The Mysterious Object SpaceX’s Falcon Heavy Shot Into Deep Space

Elon Musk's sports car wasn't the only thing that hitched a ride on the world's most powerful rocket.

space - universe

On February 6, SpaceX’s Falcon Heavy successfully launched its rather unique payload into space which included Elon Musk’s personal Tesla and a spacesuit-clad mannequin, named Starman. But Starman wasn’t Musk’s only cool addition to the midnight-cherry Roadster which is now zipping away from Earth at more than 12 kilometers per second.

Stashed inside the Mars-bound sports car was a tiny – not much larger than a coin – data storage device that can theoretically hold up to 360 terabytes of data, or about 7,000 Blu-ray disks. But even more impressive than the data capacity is that the one-inch diameter quartz crystal disk called an Arch (pronounced: ‘Ark’), is also capable of securely storing vast amounts of data in the harsh environment of space for millions, if not billions of years.

Another interesting piece of information is that according to Arch Mission Foundation (AMF), the California-based nonprofit behind the technology, the library stored in Musk’s Roadster – Arch 1.2 – was loaded with the text of Isaac Asimov’s influential “Foundation” sci-fi book trilogy: Foundation (1951), Foundation and Empire (1952), and Second Foundation (1953). Set in a world where humanity is a space-faring species, the legendary trilogy, which SpaceX says was “the original inspiration for the Arch mission,” tells an epic tale, neither explicitly utopian nor dystopian, of the fall and rise of future galactic empires.
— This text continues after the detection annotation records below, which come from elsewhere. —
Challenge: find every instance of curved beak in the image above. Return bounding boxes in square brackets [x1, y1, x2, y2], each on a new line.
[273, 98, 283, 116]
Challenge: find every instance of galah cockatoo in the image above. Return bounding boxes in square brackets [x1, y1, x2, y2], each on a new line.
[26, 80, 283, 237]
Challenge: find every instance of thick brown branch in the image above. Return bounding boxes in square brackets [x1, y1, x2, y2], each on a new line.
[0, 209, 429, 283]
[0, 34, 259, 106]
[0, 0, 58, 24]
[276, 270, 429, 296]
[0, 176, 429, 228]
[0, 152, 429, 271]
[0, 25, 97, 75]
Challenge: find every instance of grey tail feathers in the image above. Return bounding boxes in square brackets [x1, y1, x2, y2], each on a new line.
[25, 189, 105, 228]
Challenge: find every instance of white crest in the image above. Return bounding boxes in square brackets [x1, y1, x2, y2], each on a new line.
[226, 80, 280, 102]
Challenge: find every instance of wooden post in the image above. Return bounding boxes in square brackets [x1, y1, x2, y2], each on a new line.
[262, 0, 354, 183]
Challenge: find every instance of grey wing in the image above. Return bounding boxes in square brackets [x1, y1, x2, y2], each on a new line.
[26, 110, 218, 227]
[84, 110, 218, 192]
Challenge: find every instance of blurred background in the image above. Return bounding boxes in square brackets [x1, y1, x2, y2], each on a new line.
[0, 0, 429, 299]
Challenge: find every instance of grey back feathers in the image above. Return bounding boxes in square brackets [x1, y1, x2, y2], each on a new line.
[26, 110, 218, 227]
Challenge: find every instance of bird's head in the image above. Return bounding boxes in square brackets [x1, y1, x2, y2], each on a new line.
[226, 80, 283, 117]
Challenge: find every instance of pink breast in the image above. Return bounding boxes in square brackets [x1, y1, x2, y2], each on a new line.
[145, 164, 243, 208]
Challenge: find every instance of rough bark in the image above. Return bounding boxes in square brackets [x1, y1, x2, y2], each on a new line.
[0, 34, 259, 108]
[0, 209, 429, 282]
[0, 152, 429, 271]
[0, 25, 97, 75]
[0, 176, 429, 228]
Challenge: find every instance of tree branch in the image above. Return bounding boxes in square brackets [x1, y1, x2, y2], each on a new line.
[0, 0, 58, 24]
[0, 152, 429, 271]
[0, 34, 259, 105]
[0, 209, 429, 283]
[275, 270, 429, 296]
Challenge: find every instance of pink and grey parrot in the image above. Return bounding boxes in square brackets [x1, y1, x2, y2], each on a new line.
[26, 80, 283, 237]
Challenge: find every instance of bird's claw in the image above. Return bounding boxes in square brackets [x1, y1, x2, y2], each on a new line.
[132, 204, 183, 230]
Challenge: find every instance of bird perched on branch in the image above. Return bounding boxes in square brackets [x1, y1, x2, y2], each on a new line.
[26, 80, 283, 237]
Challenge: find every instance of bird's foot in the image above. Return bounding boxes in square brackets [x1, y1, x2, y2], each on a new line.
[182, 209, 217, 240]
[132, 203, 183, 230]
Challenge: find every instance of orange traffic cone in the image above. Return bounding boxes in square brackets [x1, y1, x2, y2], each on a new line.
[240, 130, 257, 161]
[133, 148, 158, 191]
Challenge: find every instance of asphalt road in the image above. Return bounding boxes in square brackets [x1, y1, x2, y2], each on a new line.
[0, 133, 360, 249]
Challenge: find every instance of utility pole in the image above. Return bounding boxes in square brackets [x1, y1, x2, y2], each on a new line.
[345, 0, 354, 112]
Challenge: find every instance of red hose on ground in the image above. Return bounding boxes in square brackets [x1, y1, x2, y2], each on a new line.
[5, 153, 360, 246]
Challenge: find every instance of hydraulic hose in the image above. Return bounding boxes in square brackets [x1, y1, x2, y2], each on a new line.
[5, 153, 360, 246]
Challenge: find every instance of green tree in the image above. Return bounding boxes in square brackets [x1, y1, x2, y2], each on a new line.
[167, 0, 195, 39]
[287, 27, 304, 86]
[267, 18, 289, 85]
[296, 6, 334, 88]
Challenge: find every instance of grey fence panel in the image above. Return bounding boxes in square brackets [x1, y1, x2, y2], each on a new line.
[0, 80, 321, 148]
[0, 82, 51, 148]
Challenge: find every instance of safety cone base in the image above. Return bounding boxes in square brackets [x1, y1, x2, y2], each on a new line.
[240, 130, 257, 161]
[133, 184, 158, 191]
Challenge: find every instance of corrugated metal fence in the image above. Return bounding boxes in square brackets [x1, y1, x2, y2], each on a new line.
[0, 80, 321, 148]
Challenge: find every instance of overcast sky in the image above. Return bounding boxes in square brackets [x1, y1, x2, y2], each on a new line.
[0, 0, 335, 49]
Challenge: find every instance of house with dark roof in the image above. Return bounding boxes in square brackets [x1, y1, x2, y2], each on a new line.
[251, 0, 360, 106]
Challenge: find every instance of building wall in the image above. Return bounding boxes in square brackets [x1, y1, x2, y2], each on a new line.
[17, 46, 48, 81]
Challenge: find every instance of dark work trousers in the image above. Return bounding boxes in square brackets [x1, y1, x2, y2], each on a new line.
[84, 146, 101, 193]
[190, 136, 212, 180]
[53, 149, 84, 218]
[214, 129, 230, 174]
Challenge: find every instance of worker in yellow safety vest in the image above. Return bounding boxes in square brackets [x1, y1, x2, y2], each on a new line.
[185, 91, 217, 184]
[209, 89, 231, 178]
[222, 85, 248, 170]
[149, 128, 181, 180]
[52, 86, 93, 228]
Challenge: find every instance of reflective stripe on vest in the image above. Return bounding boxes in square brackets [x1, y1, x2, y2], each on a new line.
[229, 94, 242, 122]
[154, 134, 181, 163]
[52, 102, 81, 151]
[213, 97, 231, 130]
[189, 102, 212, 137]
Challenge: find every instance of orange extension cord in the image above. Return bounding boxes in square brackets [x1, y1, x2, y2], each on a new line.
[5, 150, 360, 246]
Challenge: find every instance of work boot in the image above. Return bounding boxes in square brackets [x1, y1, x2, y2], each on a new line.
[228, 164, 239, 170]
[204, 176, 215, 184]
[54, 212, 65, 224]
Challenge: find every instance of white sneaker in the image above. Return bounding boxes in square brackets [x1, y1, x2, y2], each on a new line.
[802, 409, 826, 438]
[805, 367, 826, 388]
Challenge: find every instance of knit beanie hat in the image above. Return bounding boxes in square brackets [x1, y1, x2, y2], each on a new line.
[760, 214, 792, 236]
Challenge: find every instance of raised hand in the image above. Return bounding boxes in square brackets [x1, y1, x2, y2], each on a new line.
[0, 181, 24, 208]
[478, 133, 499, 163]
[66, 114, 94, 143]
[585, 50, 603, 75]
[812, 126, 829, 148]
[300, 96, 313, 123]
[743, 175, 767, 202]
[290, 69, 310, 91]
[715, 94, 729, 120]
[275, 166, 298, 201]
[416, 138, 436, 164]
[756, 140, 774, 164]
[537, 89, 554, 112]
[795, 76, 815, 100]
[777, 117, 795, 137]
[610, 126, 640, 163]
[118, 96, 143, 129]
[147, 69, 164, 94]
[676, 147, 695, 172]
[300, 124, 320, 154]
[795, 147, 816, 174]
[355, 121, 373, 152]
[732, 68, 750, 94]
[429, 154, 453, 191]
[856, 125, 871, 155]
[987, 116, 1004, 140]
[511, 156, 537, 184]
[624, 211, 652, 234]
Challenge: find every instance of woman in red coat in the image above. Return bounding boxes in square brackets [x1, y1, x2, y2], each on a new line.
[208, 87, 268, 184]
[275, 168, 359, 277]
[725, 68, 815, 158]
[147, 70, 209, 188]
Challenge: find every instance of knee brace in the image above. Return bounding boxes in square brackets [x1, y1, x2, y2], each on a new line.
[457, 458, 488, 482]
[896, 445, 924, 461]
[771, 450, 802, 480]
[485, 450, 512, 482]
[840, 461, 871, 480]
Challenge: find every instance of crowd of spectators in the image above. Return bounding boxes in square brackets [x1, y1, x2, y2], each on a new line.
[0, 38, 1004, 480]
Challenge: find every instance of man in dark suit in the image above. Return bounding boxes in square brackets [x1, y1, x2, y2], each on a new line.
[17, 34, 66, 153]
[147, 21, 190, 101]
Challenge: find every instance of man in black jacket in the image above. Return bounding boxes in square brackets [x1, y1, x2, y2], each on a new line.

So, the Arch library floating toward Mars’ orbit with a copy of the Foundation trilogy is very much in line with the goals of the Arch’s developers, who have named this maiden disc launch the ‘Solar Library’.

“The Solar Library will orbit the Sun for billions of years,” explains co-founder Nova Spivack, noting that the Archs could “preserve and disseminate humanity’s knowledge across time and space, for the benefit of future generations”.

“Think of it as a ring of knowledge around the Sun”, Spivack continued. “This is only the first step of an epic human project to curate, encode, and distribute our data across the Solar System, and beyond.”

Filled with just three megabytes of memory, Falcon Heavy’s Arch 1.2 (the first Arch library – Arch 1.1 – resides in Musk’s personal library) is the first planned Solar Library that will orbit the Sun for billions of years. Subsequent launches are planned for 2020 and 2030, with the ‘Lunar’ and ‘Mars’ Arch libraries.

The Arch Mission Foundation also believes its Archs could one day be used not only as the groundwork for an internet on Mars, but also to preserve libraries of human knowledge for interstellar travel while at the same time protect information in the event of calamity to Earth itself.

“By eventually connecting the Arch Libraries, and the Arch storage devices they contain, through a decentralized read-write data sharing network that spans the Solar System, we can begin to grow and share a collective decentralised library of everything humanity learns, on every planet in our Solar System, and even beyond, as we spread,” Spivack wrote.

Sounds…far off. But hey, did you ever expect a Tesla Roadster would be on a path towards the asteroid belt between Mars and Jupiter in 2018?